My father’s drinking got really bad when I was in middle school, which happened to be the time when I was developing my understanding of how relationships work. I would call to see if he’d be home to cook us dinner and he would say he was on his way. Two hours later I would call again when he still hadn’t come home and he’d say he was on his way even though I knew he couldn’t tear himself away from the bar where he was with his friends.
When he was drunk, I didn’t recognize him. He was no longer my loving father. He was distant and retracted his love. Life became very uncontrollable for me, and I never knew which dad I was going to get. I internalized the idea that if I was a great kid, got straight A's, did all the right things and showed my love for him, that he wouldn’t need to get drunk and would love me. I didn’t know then that alcoholism is a disease, and I could do nothing to make him drink or make him not drink.
So it makes sense that when I moved out of state for college, I found a man to recreate this relationship with me. I never knew if he was going to want me or not in any given day. I was comfortable with men who in one moment would say something endearing and then the next moment be totally unavailable, just as my dad would become when he drank. I was also constantly trying to be the “perfect” companion as I thought that would make him stick around for good. I thought that temporary love was normal.
The thing is that as adults, whether ACOSs or not, we tend to replicate what we saw as children. Whether it’s how our parents fight, how they love us, or how they love each other, so much of what we experienced in our families and homes impact our relationships. But I have learned that we have the power to alter our learned behaviors. It is our responsibility as adults to look at those thoughts, feelings, behaviors, experiences, and assumptions to decide if they are helping us and our relationships.

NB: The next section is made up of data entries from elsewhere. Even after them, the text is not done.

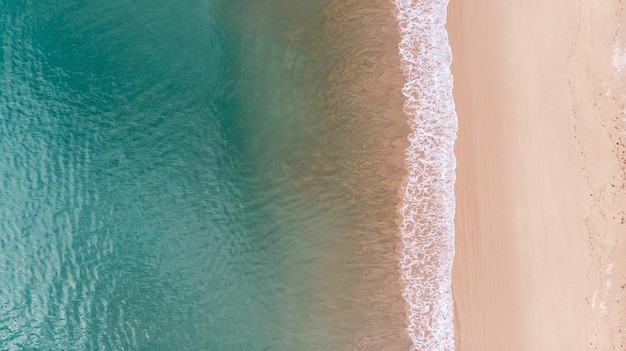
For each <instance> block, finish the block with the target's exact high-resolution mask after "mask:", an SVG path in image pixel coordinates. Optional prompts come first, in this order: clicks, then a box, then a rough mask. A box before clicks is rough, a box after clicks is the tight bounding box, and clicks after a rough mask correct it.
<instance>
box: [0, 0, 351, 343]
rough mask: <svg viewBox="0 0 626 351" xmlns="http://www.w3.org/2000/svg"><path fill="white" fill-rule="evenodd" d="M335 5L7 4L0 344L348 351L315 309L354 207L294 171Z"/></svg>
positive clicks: (312, 134)
mask: <svg viewBox="0 0 626 351" xmlns="http://www.w3.org/2000/svg"><path fill="white" fill-rule="evenodd" d="M324 5H325V0H307V1H298V2H289V3H288V4H286V2H278V1H271V0H258V1H243V0H207V1H201V0H178V1H172V0H169V1H168V0H165V1H162V0H160V1H156V0H137V1H131V0H106V1H105V0H96V1H78V0H63V1H60V0H59V1H34V0H33V1H29V0H24V1H19V0H5V1H3V2H2V3H1V4H0V45H1V49H0V64H1V66H0V192H1V195H0V349H1V350H332V349H340V348H341V347H340V346H339V345H340V343H341V341H340V339H341V338H342V337H344V336H342V335H338V334H341V333H340V332H341V331H340V330H337V329H335V328H334V327H333V326H332V325H330V324H325V322H324V319H323V317H320V316H321V313H317V312H315V311H312V309H311V306H316V304H317V305H318V306H319V305H324V306H326V307H327V308H332V303H333V302H332V298H331V297H329V295H326V293H325V292H324V291H325V289H326V287H327V285H330V284H333V281H332V279H328V280H324V278H323V276H324V274H323V273H322V272H324V271H325V269H326V267H325V266H324V265H333V260H334V259H335V258H336V257H340V256H341V255H340V252H341V251H342V250H344V249H345V248H346V247H349V245H350V244H349V243H348V242H345V241H344V239H342V238H341V236H340V235H337V233H339V232H340V231H341V230H342V229H341V228H342V226H343V225H344V222H345V218H346V213H344V212H345V211H344V210H336V211H335V210H329V208H328V207H327V206H325V207H322V206H320V205H316V204H315V202H314V201H311V199H310V194H309V195H305V194H303V193H302V192H301V191H299V190H298V189H297V186H296V183H297V182H296V181H295V180H294V179H293V177H294V176H293V172H291V171H290V170H292V169H297V168H298V167H299V165H303V164H307V162H308V161H307V159H306V157H307V156H306V155H307V150H306V149H307V147H308V146H307V145H308V144H307V141H308V140H311V139H314V138H316V133H317V132H319V130H322V129H323V128H322V127H321V126H320V125H318V124H316V123H317V122H316V120H317V119H316V118H314V117H315V115H316V114H318V113H320V112H319V111H320V110H319V106H317V105H316V102H315V99H311V98H308V96H309V94H310V92H311V91H316V90H320V89H323V85H324V84H325V83H324V80H323V79H322V78H319V77H323V76H324V75H323V72H324V66H323V65H322V64H320V62H319V61H318V60H317V59H315V57H314V52H313V50H312V49H310V50H309V49H307V48H306V47H304V46H302V45H296V44H294V41H293V40H292V39H290V38H291V37H290V34H289V33H290V31H291V30H293V29H294V28H296V27H297V26H298V25H299V24H301V23H303V22H306V21H310V20H311V19H314V18H315V17H316V16H319V15H320V13H321V11H322V10H323V7H324ZM313 22H314V21H313ZM313 22H312V23H313ZM311 33H312V34H311ZM307 35H312V36H314V35H315V32H314V30H312V31H311V32H310V33H309V34H307ZM320 72H321V73H320ZM320 232H323V233H324V234H323V235H322V234H320V235H313V234H315V233H318V234H319V233H320ZM320 255H325V257H329V258H328V259H327V260H326V259H325V260H320V258H319V257H320ZM320 301H321V302H320ZM329 306H330V307H329Z"/></svg>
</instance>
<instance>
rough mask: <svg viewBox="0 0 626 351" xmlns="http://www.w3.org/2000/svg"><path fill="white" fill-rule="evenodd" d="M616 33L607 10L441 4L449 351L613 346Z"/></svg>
mask: <svg viewBox="0 0 626 351" xmlns="http://www.w3.org/2000/svg"><path fill="white" fill-rule="evenodd" d="M622 22H624V14H623V10H622V4H621V2H618V1H616V0H611V1H608V2H607V1H598V0H582V1H581V2H571V1H567V0H556V1H551V2H545V1H541V0H529V1H523V2H519V1H496V0H478V1H472V2H469V1H466V0H453V1H451V3H450V6H449V12H448V26H447V27H448V31H449V35H450V44H451V46H452V52H453V64H452V70H453V74H454V78H455V89H454V95H455V101H456V105H457V112H458V118H459V133H458V140H457V144H456V156H457V162H458V169H457V184H456V199H457V217H456V241H457V244H456V258H455V264H454V271H453V294H454V298H455V309H456V310H455V317H456V343H457V350H461V351H469V350H482V351H489V350H596V349H597V350H623V349H625V347H626V338H625V336H624V330H623V329H622V328H623V327H625V326H626V324H625V323H624V322H625V320H624V318H625V314H626V310H624V303H626V224H625V220H624V217H625V214H624V211H625V210H626V191H625V189H624V188H625V178H624V167H625V164H626V149H625V148H624V142H625V136H626V132H625V130H626V128H625V127H626V119H625V110H624V107H625V102H626V89H625V88H624V87H623V86H622V82H623V81H624V75H625V74H626V55H623V49H622V46H621V44H620V43H626V29H622V30H621V31H620V28H619V25H620V23H622ZM624 47H626V44H624Z"/></svg>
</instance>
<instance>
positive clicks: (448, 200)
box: [396, 0, 458, 351]
mask: <svg viewBox="0 0 626 351" xmlns="http://www.w3.org/2000/svg"><path fill="white" fill-rule="evenodd" d="M447 4H448V1H447V0H396V6H397V8H398V13H397V19H398V23H399V27H400V31H401V35H402V39H401V42H400V44H399V46H398V47H399V50H400V56H401V59H402V67H403V70H404V74H405V77H406V84H405V85H404V88H403V90H402V92H403V94H404V95H405V96H406V101H405V104H404V111H405V112H406V113H407V115H409V120H410V125H411V130H412V133H411V135H409V141H410V146H409V147H408V149H407V150H406V160H405V168H406V169H407V173H408V174H407V180H406V182H405V184H404V185H403V189H402V190H403V198H402V202H401V204H400V215H401V216H402V224H401V228H400V229H401V233H402V245H401V249H400V254H401V262H400V265H401V268H402V280H403V282H404V293H403V297H404V299H405V300H406V302H407V304H408V305H409V312H408V316H407V317H408V326H407V328H408V333H409V336H410V338H411V340H412V342H413V347H412V350H414V351H417V350H419V351H452V350H454V316H453V314H454V311H453V301H452V288H451V285H452V260H453V257H454V211H455V200H454V181H455V168H456V159H455V157H454V152H453V147H454V141H455V139H456V131H457V127H458V125H457V117H456V113H455V110H454V101H453V98H452V85H453V81H452V74H451V72H450V63H451V60H452V54H451V51H450V46H449V44H448V34H447V32H446V30H445V28H444V25H445V23H446V6H447Z"/></svg>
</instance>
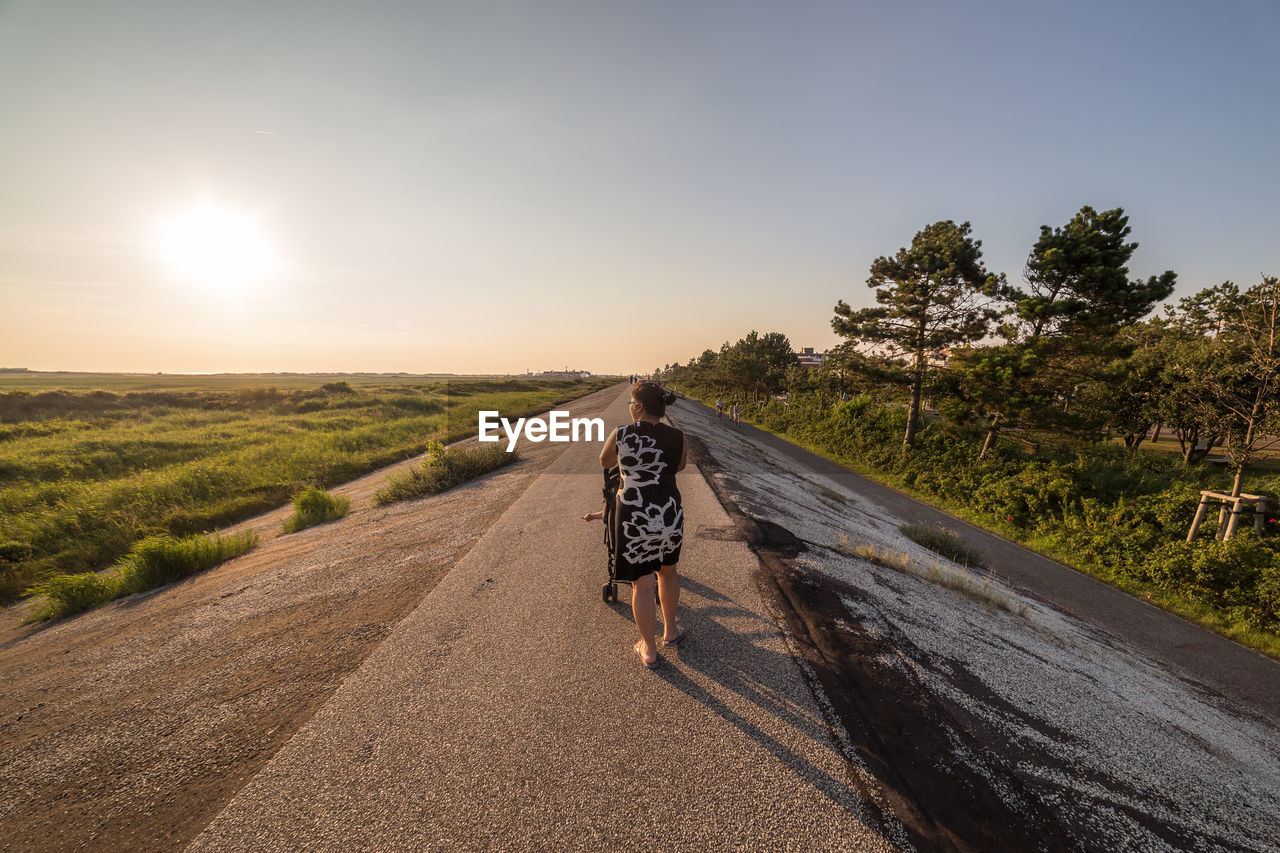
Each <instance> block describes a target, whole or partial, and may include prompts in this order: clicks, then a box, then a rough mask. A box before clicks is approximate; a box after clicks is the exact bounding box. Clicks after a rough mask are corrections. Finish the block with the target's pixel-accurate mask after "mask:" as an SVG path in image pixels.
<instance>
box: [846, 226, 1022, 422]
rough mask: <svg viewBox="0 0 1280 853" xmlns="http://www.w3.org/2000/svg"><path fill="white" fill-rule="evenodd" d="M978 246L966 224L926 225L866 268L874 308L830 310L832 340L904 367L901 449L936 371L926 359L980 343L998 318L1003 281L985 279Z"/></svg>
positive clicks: (919, 417) (985, 278) (916, 415)
mask: <svg viewBox="0 0 1280 853" xmlns="http://www.w3.org/2000/svg"><path fill="white" fill-rule="evenodd" d="M980 246H982V242H980V241H977V240H973V238H972V237H970V227H969V223H964V224H961V225H956V224H955V223H954V222H951V220H950V219H948V220H943V222H937V223H933V224H932V225H928V227H925V228H924V229H922V231H920V232H918V233H916V234H915V238H914V240H913V241H911V245H910V247H904V248H900V250H899V251H897V254H896V255H895V256H892V257H887V256H882V257H877V259H876V261H874V263H872V268H870V278H868V279H867V286H868V287H870V288H873V289H876V301H877V302H878V305H877V306H876V307H869V309H861V310H856V311H855V310H854V309H851V307H850V306H849V305H847V304H845V301H844V300H841V301H838V302H836V309H835V311H836V316H835V319H832V321H831V327H832V329H835V332H836V334H840V336H841V337H845V338H847V339H849V341H851V342H856V343H859V345H863V346H864V347H867V350H868V352H876V353H877V355H878V356H881V360H882V361H888V362H893V361H896V362H900V364H901V362H905V368H904V369H902V370H901V371H900V374H899V375H900V380H901V382H902V383H904V384H905V386H906V388H908V389H909V392H910V403H909V407H908V419H906V432H905V434H904V435H902V446H904V447H911V444H913V443H914V442H915V433H916V429H918V427H919V421H920V396H922V393H923V391H924V387H925V384H927V382H928V379H929V377H931V374H932V373H933V371H934V370H936V369H934V368H933V366H932V365H931V362H929V359H928V356H929V353H931V352H937V351H941V350H945V348H947V347H954V346H957V345H964V343H972V342H974V341H978V339H980V338H982V337H984V336H986V334H987V333H988V330H989V329H991V324H992V321H995V320H996V319H997V318H998V316H1000V314H1001V313H1000V311H998V310H997V309H996V307H995V302H996V298H997V297H998V295H1000V292H1001V289H1002V288H1004V277H1002V275H993V274H991V273H988V272H987V269H986V268H984V266H983V264H982V248H980Z"/></svg>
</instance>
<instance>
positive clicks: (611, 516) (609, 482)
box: [600, 465, 658, 603]
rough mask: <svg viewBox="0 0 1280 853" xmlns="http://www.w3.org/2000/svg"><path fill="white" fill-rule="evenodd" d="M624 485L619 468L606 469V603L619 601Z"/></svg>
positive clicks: (623, 582) (604, 520)
mask: <svg viewBox="0 0 1280 853" xmlns="http://www.w3.org/2000/svg"><path fill="white" fill-rule="evenodd" d="M621 483H622V474H621V471H620V470H618V466H617V465H614V466H613V467H609V469H605V471H604V548H605V551H608V552H609V557H608V566H609V579H608V580H607V581H605V583H604V588H603V589H602V590H600V593H602V597H603V598H604V602H605V603H608V602H611V601H617V599H618V583H620V581H618V557H617V551H618V543H617V524H618V485H620V484H621ZM621 583H625V584H628V583H631V581H630V580H623V581H621ZM653 599H654V601H658V588H657V587H654V589H653Z"/></svg>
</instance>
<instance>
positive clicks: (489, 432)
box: [479, 410, 604, 453]
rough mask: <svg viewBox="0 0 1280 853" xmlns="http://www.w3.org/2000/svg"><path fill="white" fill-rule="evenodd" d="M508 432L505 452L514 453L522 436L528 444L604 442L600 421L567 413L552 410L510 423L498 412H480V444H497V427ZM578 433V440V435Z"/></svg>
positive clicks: (594, 418) (520, 419) (601, 421)
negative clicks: (559, 442)
mask: <svg viewBox="0 0 1280 853" xmlns="http://www.w3.org/2000/svg"><path fill="white" fill-rule="evenodd" d="M499 427H500V428H502V432H504V433H507V452H508V453H509V452H511V451H513V450H516V442H517V441H520V435H521V433H524V437H525V438H526V439H527V441H531V442H603V441H604V419H603V418H570V416H568V412H567V411H559V410H553V411H550V412H548V416H547V419H545V420H543V419H541V418H517V419H516V423H515V424H512V423H511V421H509V420H507V419H506V418H500V416H499V415H498V412H497V411H481V412H480V435H479V438H480V441H483V442H499V441H502V435H499V434H498V428H499ZM580 434H581V438H579V435H580Z"/></svg>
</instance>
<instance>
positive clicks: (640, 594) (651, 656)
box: [631, 574, 667, 663]
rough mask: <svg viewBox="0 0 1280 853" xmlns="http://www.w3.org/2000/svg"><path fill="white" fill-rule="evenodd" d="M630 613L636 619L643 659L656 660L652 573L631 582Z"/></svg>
mask: <svg viewBox="0 0 1280 853" xmlns="http://www.w3.org/2000/svg"><path fill="white" fill-rule="evenodd" d="M666 608H667V606H666V605H663V610H666ZM631 615H632V616H634V617H635V620H636V628H639V629H640V644H643V646H644V649H643V654H644V661H645V663H652V662H654V661H657V660H658V644H657V643H655V642H654V637H653V617H654V610H653V574H648V575H645V576H644V578H637V579H636V581H635V583H632V584H631Z"/></svg>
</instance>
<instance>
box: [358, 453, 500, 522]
mask: <svg viewBox="0 0 1280 853" xmlns="http://www.w3.org/2000/svg"><path fill="white" fill-rule="evenodd" d="M518 459H520V453H518V452H516V451H512V452H509V453H508V452H507V451H506V450H504V448H503V447H502V446H500V444H489V446H485V447H470V448H467V450H460V448H457V447H444V446H442V444H440V443H439V442H430V443H429V444H428V448H426V457H425V459H424V460H422V464H421V465H420V466H419V467H415V469H411V470H410V471H408V473H407V474H404V475H401V476H396V475H393V476H389V478H388V479H387V484H385V485H384V487H383V488H380V489H378V492H375V493H374V503H376V505H379V506H383V505H387V503H393V502H396V501H406V500H410V498H419V497H428V496H431V494H438V493H440V492H444V491H447V489H452V488H453V487H456V485H461V484H462V483H466V482H467V480H472V479H475V478H477V476H480V475H483V474H488V473H489V471H493V470H497V469H499V467H503V466H506V465H511V464H512V462H515V461H517V460H518Z"/></svg>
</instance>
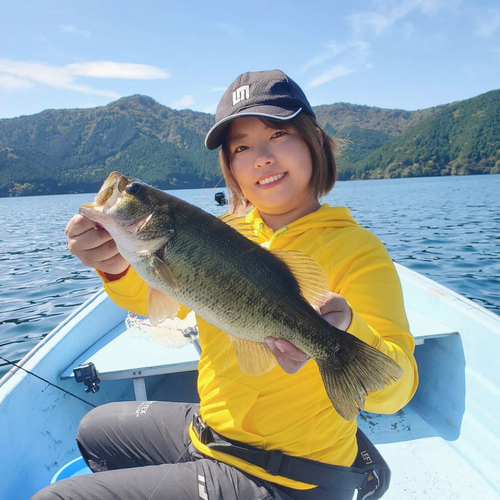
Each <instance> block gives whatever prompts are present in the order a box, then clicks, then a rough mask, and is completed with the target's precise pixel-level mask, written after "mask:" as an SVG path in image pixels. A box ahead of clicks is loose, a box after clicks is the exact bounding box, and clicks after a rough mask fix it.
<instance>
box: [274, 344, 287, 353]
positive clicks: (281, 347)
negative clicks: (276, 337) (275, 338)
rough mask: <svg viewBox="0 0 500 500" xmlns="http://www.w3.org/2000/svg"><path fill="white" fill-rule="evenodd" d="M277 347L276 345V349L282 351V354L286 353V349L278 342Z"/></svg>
mask: <svg viewBox="0 0 500 500" xmlns="http://www.w3.org/2000/svg"><path fill="white" fill-rule="evenodd" d="M275 345H276V347H277V348H278V349H279V350H280V352H285V349H284V347H283V346H282V345H281V344H280V343H278V342H276V344H275Z"/></svg>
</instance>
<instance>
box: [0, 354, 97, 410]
mask: <svg viewBox="0 0 500 500" xmlns="http://www.w3.org/2000/svg"><path fill="white" fill-rule="evenodd" d="M0 359H2V360H3V361H5V362H6V363H8V364H9V365H12V366H15V367H16V368H19V369H20V370H23V371H24V372H26V373H28V374H29V375H33V377H36V378H38V379H40V380H41V381H43V382H45V383H46V384H48V385H51V386H52V387H55V388H56V389H59V390H60V391H62V392H64V393H66V394H69V395H70V396H73V397H74V398H76V399H79V400H80V401H83V402H84V403H86V404H88V405H89V406H92V408H97V406H96V405H93V404H92V403H89V402H88V401H85V399H83V398H81V397H80V396H77V395H76V394H73V393H71V392H69V391H67V390H66V389H63V388H62V387H59V386H58V385H56V384H53V383H52V382H50V381H48V380H47V379H44V378H43V377H40V376H39V375H37V374H36V373H33V372H30V371H29V370H26V369H25V368H23V367H22V366H19V365H18V364H16V363H14V362H13V361H9V360H8V359H5V358H4V357H3V356H0Z"/></svg>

Relearning healthy dating behavior has meant doing a lot of personal work. I take dating classes where I have relearned basic healthy dating behaviors and connected with many other men and women who also strive to have healthy relationships. I have also sought healing through my faith, connecting with my church community and seeking out a spiritual director who has helped me forgive my father and myself for wounds in my past. I go to cognitive behavioral therapy, which helps me change old thinking patterns and behaviors. There are even meetings specifically designed for Adult Children of Alcoholics. Finally, realizing I am one of many men and women whose relationships suffer from the choices or illnesses of their parents has helped me feel hope. I find healing in sharing my experience with other women who struggle with destructive dating patterns, too.
Believe it or not, I have also learned from my parents. My parents have been married for more than thirty-three years and currently have a very beautiful relationship that has grown out of trials and hardship. They are also both ACOAs and were not aware of this resource for healing until they were a decade into their relationship. Watching my dad get sober with my mom by his side showed me that cultivating a healthy relationship means finding a partner who will work through these things with me.
For me, learning to have a healthy relationship takes a lot of trial and error. Every relationship that I enter, reveals new things to work through. Sometimes I want to throw up my hands and say "Never mind, I’ll just remain single as to not get hurt again." But the reality that a loving, healthy relationship is such a beautiful addition to life, helps me get back up, brush off my knees, and try again.
Yes, my father’s issues may have made finding love a lot harder, but they certainly won’t have the last word.